Vecd’in Tezahürü
Vecd, genelde iki şekilde tezahür eder:
1- İlâhî bir kısım vâridât ve tecelliyât-ı Sübhâniye'nin, insan kalbinde, onun kasd ve iradesi taalluk etmeksizin tekellüfsüz hâsıl olmasıdır ki; biz buna, yerinde "mükâşefe" de deriz.. ve böyle bir doğuş veya mükâşefeyi bir kısım esbab ve emâre ile irtibatlandırmak söz konusu değildir.
2- İnsanın bütün benliğini saran ve onda ağlama, haykırma, ürperme hisleri hasıl eden bir zevk ü şevk veya dehşet ü hayret tecellisidir ki, halka-i zikir ve hatme yapılan mahallerde, hakikat ilminin müzakere edildiği meclislerde çok görülür.

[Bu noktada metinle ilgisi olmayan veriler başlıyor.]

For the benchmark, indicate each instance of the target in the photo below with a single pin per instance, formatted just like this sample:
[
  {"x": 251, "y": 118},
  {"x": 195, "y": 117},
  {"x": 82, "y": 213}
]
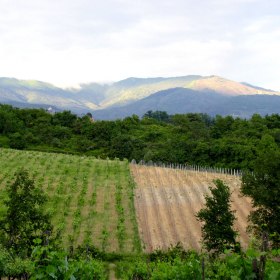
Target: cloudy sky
[{"x": 67, "y": 42}]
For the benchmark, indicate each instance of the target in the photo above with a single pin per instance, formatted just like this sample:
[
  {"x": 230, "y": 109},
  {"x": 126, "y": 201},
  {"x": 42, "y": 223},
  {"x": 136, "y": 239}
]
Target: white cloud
[{"x": 70, "y": 41}]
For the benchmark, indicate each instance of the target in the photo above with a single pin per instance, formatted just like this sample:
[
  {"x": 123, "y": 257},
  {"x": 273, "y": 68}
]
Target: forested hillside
[{"x": 159, "y": 137}]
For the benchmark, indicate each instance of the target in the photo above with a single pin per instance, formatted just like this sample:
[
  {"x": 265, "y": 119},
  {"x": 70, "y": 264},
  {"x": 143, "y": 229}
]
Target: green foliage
[
  {"x": 51, "y": 264},
  {"x": 263, "y": 186},
  {"x": 24, "y": 219},
  {"x": 218, "y": 219},
  {"x": 194, "y": 138}
]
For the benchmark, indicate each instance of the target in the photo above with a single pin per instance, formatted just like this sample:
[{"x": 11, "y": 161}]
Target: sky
[{"x": 68, "y": 42}]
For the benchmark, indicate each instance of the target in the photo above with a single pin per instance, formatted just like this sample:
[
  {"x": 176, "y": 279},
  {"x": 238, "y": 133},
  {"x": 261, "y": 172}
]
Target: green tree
[
  {"x": 263, "y": 186},
  {"x": 24, "y": 220},
  {"x": 217, "y": 230}
]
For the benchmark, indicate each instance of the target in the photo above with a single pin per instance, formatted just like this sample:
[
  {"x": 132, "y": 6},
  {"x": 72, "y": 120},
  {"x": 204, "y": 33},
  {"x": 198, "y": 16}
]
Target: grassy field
[{"x": 91, "y": 200}]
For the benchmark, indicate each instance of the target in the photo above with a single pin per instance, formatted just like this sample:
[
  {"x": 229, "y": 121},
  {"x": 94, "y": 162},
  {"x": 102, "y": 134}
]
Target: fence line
[{"x": 195, "y": 168}]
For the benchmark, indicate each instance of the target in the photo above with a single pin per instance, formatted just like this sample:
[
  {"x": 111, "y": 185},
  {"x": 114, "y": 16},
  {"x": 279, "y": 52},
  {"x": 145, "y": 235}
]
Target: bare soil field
[{"x": 167, "y": 200}]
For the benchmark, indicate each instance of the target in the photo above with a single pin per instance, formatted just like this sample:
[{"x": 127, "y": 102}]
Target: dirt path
[{"x": 167, "y": 200}]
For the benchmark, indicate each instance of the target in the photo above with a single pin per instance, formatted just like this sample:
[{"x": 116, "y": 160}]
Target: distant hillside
[
  {"x": 191, "y": 93},
  {"x": 180, "y": 100}
]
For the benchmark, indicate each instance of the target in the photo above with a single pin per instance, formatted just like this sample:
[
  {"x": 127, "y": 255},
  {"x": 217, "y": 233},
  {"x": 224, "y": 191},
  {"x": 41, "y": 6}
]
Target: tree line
[{"x": 181, "y": 138}]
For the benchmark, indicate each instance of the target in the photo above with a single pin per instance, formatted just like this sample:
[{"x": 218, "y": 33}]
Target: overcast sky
[{"x": 67, "y": 42}]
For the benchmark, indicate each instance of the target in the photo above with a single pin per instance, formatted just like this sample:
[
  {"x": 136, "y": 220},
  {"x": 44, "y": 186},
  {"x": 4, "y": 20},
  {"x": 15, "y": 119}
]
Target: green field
[{"x": 90, "y": 200}]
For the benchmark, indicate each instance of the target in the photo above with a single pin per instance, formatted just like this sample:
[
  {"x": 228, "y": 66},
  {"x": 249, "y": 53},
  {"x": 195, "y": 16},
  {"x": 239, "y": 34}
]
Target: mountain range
[{"x": 206, "y": 94}]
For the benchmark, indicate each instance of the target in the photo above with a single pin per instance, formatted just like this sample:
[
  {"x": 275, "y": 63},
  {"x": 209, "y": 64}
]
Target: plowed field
[{"x": 166, "y": 201}]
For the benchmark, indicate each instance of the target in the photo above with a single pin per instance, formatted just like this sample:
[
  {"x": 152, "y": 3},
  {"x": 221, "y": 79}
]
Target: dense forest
[
  {"x": 29, "y": 249},
  {"x": 182, "y": 138}
]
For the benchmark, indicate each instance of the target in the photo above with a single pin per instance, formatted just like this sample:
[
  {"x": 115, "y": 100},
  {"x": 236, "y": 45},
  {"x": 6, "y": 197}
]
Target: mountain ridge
[{"x": 191, "y": 92}]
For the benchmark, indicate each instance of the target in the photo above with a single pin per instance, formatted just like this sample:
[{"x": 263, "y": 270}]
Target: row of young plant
[{"x": 74, "y": 184}]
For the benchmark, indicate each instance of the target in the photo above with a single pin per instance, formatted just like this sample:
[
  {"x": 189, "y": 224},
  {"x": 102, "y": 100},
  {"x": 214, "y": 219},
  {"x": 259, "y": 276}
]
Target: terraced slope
[
  {"x": 91, "y": 200},
  {"x": 166, "y": 201}
]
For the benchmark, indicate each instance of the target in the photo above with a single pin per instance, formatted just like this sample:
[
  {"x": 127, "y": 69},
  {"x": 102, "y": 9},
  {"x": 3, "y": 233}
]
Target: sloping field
[
  {"x": 166, "y": 201},
  {"x": 90, "y": 200}
]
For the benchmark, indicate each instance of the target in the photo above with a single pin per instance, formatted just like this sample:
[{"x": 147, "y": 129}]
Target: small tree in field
[
  {"x": 24, "y": 220},
  {"x": 217, "y": 230},
  {"x": 263, "y": 186}
]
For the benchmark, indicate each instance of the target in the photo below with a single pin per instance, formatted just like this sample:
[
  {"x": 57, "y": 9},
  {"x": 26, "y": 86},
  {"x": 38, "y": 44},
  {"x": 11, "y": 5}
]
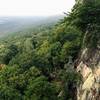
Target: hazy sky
[{"x": 34, "y": 7}]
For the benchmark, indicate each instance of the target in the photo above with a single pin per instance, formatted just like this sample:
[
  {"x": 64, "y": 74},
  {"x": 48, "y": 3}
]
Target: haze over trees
[{"x": 37, "y": 63}]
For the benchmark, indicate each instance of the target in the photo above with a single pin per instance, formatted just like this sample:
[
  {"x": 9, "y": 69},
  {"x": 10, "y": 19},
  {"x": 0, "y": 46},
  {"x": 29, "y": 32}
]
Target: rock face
[{"x": 89, "y": 67}]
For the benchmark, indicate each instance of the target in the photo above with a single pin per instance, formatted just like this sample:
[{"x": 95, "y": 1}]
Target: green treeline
[{"x": 32, "y": 62}]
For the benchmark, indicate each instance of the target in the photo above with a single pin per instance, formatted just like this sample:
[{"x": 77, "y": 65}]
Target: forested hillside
[{"x": 43, "y": 63}]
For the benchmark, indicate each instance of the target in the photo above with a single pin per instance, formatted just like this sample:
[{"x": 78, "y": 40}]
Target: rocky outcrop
[{"x": 89, "y": 67}]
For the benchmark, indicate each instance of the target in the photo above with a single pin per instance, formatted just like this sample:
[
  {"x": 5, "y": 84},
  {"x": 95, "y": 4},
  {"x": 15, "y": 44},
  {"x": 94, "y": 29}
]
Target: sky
[{"x": 34, "y": 7}]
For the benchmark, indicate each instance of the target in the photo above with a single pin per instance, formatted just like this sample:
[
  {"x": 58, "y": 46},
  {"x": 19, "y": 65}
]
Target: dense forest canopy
[{"x": 35, "y": 64}]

Bu türlü vâridât ve tecellilerin, açıktan herhangi bir sebebe iktiran etmeyip külfetsiz zuhur edenine "vecd" denir ki, Konyalı Zerkûbî'nin çekiçlerinin sesinden Hazret-i Mevlânâ'nın coşup: "Su ve balçığa bağlanmış canlar, su ve balçıktan kurtulunca, aşkın hava ve esintileriyle raksetmeye başlar ve dolunay gibi noksansız olurlar" demesi bu cümledendir.
- tarihinde hazırlandı.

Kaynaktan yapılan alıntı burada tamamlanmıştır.